The fire at the Cathedral, in April 2019, caused extensive damage to some parts of the cathedral but the windows and bell towers, relics and art survived the fire. But the spire fell, through the roof. The things which were extensively damaged were parts of the structure, some many centuries old, that most people probably didn’t notice when they visited. But, as the Telegraph noted, “as la forêt – the latticework of timber over the nave that had supported the roof for eight centuries – had been engulfed in flames and would need rebuilding.”

In the immediate aftermath, work began on finding craftsmen with the necessary skills to re-create the timbering exactly as it was and using the same techniques as 800 years ago, and also to find the timber required. That was the task of the French equivalent of the Forestry Commission who worked with the carpenters to identify the trees required for the work. Eleven principal trusses were needed and forty five secondary trusses, each 1.4m wide and 10m high. The task of carrying out the work was given to a group specialising in heritage projects – Charpentiers sans Frontières (Carpenters without Borders) – which brings together experts to work on historical construction sites.

English carpenter Mike Dennis is one of the small number of carpenters in the world with the skill and knowledge to undertake such work. And he was already living in France. Much of the work,  according to him, had to develop from such plans and dimensions as they had available to them. The architect Remi Fromont had done a study of the roof in 2014 and his knowledge was vital. But to recreate the roof in every detail, as they were determined to do, meant drawing on many other resources, including trawling the internet for photographs visitors had taken, which might enable the carpenters to see details and angles of the trusses and tie-beams, including the carpenters’ assembly marks, to which I referred in my previous article.

Tree felling began in December of 2022 and the carpenters would go into the forests with a team from the commission to identify suitable trees for their purposes. They also had a team of blacksmiths who made tools, 13th century style axes, and gouges for them to recreate the marks on the timbers. The work was organised in much the same way as in a medieval workshop, Dennis says, the timber would arrive at the workshop, the carpenters would work on the trusses which would then be piled up ready to be sent to Paris as soon as the masons had prepared the walls. He describes the structure as “a flat pack on a massive scale”. All of the hewing  and carpentry work was done by hand, with the carpenters working out the best and quickest ways to create what was needed with hand tools, just as the carpenters would have done originally. The only modern tool used was a circular saw to cut the joints.

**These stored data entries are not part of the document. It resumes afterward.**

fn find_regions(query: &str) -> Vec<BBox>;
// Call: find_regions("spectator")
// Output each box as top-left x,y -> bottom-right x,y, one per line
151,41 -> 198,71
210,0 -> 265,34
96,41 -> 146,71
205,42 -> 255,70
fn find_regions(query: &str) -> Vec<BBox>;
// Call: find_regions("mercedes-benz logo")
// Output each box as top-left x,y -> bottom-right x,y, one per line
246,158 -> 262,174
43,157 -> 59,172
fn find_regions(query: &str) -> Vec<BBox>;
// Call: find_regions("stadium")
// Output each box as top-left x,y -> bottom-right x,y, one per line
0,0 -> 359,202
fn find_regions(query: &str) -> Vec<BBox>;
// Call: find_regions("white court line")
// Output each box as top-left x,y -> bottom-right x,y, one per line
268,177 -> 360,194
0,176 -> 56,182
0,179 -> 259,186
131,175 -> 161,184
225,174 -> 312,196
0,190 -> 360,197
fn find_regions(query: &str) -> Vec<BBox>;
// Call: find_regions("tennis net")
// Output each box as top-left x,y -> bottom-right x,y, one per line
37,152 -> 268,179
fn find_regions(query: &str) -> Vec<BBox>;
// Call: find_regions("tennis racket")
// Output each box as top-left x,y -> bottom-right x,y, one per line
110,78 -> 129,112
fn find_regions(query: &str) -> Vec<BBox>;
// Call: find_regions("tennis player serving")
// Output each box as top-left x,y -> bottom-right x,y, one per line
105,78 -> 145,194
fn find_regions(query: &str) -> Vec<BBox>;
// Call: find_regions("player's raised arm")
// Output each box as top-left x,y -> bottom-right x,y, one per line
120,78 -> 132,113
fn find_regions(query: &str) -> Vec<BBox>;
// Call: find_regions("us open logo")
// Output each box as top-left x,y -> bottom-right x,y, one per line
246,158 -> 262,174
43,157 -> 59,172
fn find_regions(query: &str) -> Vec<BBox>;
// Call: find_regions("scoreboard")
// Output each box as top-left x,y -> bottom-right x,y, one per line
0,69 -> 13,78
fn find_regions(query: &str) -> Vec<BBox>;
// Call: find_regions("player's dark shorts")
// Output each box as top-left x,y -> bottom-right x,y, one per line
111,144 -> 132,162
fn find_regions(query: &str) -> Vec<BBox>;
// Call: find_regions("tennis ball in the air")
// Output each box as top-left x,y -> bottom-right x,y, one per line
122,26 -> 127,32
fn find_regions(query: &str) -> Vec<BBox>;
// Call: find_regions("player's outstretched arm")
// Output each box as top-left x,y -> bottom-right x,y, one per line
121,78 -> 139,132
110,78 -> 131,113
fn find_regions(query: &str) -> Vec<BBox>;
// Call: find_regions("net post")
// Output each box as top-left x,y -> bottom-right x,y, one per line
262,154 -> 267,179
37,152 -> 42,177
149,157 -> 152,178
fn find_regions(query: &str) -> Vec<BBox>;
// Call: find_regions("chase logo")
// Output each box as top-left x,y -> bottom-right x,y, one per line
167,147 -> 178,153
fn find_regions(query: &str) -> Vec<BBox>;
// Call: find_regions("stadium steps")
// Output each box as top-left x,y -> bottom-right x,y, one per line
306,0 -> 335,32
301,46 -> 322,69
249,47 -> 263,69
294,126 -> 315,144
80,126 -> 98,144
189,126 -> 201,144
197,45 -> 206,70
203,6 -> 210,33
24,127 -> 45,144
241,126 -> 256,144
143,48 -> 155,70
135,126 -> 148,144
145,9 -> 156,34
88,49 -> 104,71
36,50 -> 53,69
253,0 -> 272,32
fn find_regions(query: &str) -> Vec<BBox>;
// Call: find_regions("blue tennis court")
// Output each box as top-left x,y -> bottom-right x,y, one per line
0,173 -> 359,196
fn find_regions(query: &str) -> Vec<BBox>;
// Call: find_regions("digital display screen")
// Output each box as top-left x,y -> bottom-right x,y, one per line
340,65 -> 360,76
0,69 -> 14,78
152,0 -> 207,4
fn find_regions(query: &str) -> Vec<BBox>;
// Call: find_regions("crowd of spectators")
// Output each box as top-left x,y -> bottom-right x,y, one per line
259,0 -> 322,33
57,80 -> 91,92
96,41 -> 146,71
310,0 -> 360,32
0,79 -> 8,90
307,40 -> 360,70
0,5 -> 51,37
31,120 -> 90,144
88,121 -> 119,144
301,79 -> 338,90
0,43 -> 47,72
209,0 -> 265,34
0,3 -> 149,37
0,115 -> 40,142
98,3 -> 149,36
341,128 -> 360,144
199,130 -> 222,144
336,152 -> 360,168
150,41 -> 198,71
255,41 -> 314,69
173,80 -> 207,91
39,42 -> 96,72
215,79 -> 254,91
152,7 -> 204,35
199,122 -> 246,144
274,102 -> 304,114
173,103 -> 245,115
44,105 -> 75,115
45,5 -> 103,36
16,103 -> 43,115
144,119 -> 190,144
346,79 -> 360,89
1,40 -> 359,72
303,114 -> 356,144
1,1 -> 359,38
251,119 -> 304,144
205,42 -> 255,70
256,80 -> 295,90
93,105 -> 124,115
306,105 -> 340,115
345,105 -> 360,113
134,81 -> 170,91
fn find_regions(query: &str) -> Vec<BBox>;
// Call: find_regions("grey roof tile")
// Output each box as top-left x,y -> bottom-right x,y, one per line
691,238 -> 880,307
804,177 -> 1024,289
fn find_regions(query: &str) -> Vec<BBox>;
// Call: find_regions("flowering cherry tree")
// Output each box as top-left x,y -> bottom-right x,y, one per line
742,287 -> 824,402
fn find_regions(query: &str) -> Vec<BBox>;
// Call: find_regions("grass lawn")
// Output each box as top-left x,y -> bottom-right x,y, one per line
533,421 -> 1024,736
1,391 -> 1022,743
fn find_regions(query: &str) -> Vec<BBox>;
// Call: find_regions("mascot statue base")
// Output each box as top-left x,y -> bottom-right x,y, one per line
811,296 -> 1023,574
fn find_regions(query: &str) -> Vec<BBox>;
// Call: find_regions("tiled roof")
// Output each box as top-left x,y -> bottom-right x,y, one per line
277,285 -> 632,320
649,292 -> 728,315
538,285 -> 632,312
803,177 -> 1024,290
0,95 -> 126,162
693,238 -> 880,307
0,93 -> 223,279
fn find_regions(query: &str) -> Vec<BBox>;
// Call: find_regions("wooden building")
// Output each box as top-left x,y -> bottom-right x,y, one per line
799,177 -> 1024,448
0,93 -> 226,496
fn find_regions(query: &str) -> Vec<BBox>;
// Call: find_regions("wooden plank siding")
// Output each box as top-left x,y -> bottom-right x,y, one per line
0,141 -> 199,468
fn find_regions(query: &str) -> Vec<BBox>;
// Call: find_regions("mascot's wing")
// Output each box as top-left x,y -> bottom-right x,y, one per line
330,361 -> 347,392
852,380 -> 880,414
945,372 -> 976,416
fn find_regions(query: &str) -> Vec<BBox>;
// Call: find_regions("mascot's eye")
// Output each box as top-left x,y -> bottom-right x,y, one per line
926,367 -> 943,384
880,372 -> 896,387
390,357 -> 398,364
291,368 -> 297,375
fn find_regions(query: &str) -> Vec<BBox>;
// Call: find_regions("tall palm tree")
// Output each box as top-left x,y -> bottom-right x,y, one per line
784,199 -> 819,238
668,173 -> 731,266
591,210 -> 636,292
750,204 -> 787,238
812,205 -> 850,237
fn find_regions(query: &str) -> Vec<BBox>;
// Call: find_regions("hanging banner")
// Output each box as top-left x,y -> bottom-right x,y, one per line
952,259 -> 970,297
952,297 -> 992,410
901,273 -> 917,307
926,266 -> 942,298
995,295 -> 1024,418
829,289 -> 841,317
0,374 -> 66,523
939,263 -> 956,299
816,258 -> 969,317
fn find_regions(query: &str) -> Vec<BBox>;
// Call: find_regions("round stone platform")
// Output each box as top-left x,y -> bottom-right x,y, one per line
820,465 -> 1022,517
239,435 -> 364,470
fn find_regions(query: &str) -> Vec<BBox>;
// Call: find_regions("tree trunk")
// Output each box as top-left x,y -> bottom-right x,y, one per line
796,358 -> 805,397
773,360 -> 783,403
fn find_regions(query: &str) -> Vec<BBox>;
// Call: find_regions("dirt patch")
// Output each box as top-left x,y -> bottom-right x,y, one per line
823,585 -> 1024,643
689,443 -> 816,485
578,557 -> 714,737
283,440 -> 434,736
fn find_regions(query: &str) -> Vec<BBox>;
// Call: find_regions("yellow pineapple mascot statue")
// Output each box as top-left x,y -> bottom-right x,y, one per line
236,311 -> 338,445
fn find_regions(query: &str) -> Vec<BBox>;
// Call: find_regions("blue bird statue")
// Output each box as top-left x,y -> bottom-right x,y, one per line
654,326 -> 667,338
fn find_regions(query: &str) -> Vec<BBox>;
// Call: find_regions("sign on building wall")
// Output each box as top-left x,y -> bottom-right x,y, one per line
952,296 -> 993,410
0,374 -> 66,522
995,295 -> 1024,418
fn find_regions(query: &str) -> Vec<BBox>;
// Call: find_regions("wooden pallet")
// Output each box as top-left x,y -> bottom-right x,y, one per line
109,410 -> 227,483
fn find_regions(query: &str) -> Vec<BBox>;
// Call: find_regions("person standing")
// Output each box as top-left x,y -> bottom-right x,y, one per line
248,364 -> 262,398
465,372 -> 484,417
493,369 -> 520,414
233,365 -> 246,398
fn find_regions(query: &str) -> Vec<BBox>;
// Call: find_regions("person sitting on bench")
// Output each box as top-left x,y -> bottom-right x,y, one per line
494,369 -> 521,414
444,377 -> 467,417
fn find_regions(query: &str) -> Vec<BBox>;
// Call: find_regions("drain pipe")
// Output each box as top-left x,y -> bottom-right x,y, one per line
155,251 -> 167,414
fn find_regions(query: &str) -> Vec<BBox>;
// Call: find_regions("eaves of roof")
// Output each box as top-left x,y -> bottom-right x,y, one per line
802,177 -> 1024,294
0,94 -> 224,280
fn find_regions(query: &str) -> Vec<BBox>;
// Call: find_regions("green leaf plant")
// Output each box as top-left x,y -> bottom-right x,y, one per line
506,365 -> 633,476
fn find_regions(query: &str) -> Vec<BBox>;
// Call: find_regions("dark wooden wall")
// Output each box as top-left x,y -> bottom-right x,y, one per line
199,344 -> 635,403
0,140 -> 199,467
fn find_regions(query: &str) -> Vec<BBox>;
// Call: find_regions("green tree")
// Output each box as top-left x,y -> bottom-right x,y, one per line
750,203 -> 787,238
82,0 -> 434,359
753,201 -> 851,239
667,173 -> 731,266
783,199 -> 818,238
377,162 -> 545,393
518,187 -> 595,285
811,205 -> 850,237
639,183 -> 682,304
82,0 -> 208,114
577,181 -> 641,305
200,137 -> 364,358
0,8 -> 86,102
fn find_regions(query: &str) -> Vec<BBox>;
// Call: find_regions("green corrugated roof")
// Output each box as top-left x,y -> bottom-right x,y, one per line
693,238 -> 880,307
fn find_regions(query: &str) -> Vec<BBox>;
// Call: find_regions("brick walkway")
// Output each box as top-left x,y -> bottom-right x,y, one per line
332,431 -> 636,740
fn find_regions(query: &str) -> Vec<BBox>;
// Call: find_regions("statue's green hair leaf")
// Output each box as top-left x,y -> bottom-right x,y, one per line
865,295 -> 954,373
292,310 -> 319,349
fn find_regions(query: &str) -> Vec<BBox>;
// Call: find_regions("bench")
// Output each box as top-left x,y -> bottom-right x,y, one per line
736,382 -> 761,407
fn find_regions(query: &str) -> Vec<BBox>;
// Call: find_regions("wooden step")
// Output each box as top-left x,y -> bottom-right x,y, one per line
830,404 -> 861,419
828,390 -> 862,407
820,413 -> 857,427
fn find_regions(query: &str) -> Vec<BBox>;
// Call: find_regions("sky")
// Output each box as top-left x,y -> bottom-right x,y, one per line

The pictures from the restored cathedral look absolutely wonderful but you will not see la forêt – that is hidden above the ceiling but it is there, doing the job of holding up the roof, thanks to the wonderful skills of carpenters like Mike.

Mike Dennis is on Instagram and this is his page there – there are some amazing images of cruck timbers in various old buildings as well as his own work. https://www.instagram.com/mike_dennis_craft/?hl=en

Since completing this work, Mike has apparently been involved in a project to recreate the ship on which William the Conqueror sailed to England.

It was lovely to read about this work on Notre Dame and to realise that it was the same skills, on a smaller level which created timber framed houses in our past and in our neighbourhoods, and especially good to know, as the daughter of a traditionally apprenticed and trained carpenter, that there are still dedicated craftsmen keeping these skills alive today.